L’auteur joue avec les mots autant qu’avec les situations, il les mâche et les transforme avec une délectation communicative, imprimant un rythme que l’on se met en bouche lentement jusqu’à lire à haute voix pour entrer dans la machine qu’il a lancée à si belle allure de sa pure imagination jusqu’à nos yeux et nos oreilles. L’intrigue pulse, la langue impulse, efface les points de la ponctuation pour empêcher les arrêts inopportuns : on est à bord de cet Ovni et pas question de lâcher les deux protagonistes promis à un télescopage certain. Touche-à-rien, c’est lui, et Suite-dans-les-idées, c’est elle, suivent un chemin à rebours, du pire au meilleur et inversement. Il a sa femme et son fils sur la conscience, des morts à expier ; elle n’aspire qu’à une vocation de serial-killeuse, un passé doucereux à saborder. Il sort de prison, auréolé d’une réputation de saint ; on lui donnerait le bon-Dieu sans confession : que croyez-vous qu’il se passera ?

Coup de garce

Comme c’est « une histoire sans sexe, pour reposer la libido », inutile de chercher de ce côté-là. L’auteur fait trouver à son héroïne obsessionnelle le mot juste dans le dico pour pulvériser la bienveillance, la gentillesse, la compassion. Il se joue de l’usage de mots surannés et de “vilaines allitérations” — homicide ô Mon Dieu, hache-hargne — en entonnant des antonymes, il se moque des avocats, de la presse, du microcosme de notabilités locales, il force le trait des opposés qui s’attirent irrésistiblement dans une relecture de la Belle et la Bête, il s’amuse et nous avec de la rédemption du criminel évangélisateur, de la “star œcuménique” et du dérapage contrôlé de la sainte-nitouche. Disons-le, puisque le plaisir de cette lecture dépasse l’objet du récit : il périra par où il a prêché, coincé entre l’arme fatale de la Vierge et du supplicié le plus célèbre du monde. La Bible, passeport pour la liberté ? Plutôt pour l’éternité, qui arrive parfois plus tôt que prévu. Comme une injustice. Un coup de grâce.

77 pages chrono

Hervé Brunaux nous balade du co(s)mique de répétition aux frictions de la fiction : la poésie et la langue qu’il invente permet tout cela en 77 pages chrono et quatre chapitres : thèse, antithèse, synthèse… et prothèse. Foutaise ? Attendez l’arrivée du commissaire, sur le dernier sprint, pour la surprise du point final.

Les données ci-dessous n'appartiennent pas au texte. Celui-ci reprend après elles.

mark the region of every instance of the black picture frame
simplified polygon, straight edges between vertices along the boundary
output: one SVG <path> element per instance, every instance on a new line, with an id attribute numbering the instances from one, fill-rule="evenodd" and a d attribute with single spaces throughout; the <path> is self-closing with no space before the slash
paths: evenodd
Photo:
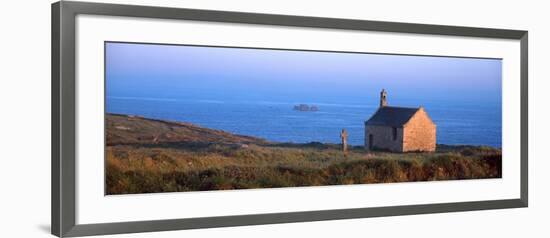
<path id="1" fill-rule="evenodd" d="M 381 21 L 62 1 L 52 4 L 51 232 L 59 237 L 322 221 L 528 206 L 528 32 Z M 519 40 L 521 45 L 521 196 L 519 199 L 306 212 L 76 224 L 75 18 L 79 14 L 179 19 Z"/>

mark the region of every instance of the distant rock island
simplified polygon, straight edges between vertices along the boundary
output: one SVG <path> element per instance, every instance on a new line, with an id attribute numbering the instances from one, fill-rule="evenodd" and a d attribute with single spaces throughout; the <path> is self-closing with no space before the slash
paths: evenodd
<path id="1" fill-rule="evenodd" d="M 315 105 L 299 104 L 294 105 L 294 110 L 301 112 L 316 112 L 319 111 L 319 108 Z"/>

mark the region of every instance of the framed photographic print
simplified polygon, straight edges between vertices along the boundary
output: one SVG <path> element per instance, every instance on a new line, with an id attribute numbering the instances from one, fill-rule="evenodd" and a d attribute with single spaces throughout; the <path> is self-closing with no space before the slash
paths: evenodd
<path id="1" fill-rule="evenodd" d="M 52 5 L 52 233 L 527 206 L 527 32 Z"/>

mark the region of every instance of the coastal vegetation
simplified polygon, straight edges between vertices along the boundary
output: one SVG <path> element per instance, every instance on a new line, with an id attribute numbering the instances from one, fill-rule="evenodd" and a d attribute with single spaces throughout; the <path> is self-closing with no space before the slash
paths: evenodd
<path id="1" fill-rule="evenodd" d="M 434 153 L 276 143 L 190 123 L 108 114 L 107 194 L 500 178 L 501 150 Z"/>

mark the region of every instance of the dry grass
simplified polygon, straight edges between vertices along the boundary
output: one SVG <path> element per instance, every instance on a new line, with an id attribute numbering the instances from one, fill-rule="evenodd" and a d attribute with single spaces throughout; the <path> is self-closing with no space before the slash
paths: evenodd
<path id="1" fill-rule="evenodd" d="M 392 183 L 501 177 L 500 150 L 440 147 L 437 153 L 344 158 L 325 144 L 155 144 L 107 148 L 107 193 Z"/>

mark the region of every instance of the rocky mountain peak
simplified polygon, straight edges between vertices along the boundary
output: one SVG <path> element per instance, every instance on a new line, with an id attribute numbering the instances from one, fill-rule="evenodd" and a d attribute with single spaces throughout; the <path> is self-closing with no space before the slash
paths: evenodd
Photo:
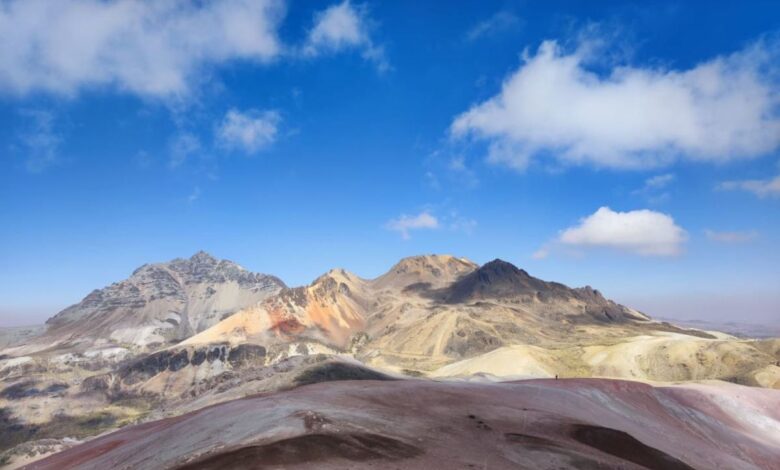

Destiné “à personne” en intention, ce Bibichette exposé en couverture entre colt noir et rose Barbie a d’abord vécu à l’oral avant de devenir un livre, publié chez LansKine : on imagine en effet assez bien l’ouvrage en lecture publique, comme l’auteur s’en est déjà emparé avec Frédérique Soumagne lors du festival VoixVives en juillet dernier à Sète et on espère qu’il le mettra à portée d’oreilles des Périgourdins lors du prochain Expoésie, festival qu’on lui doit, tout comme la revue Ouste.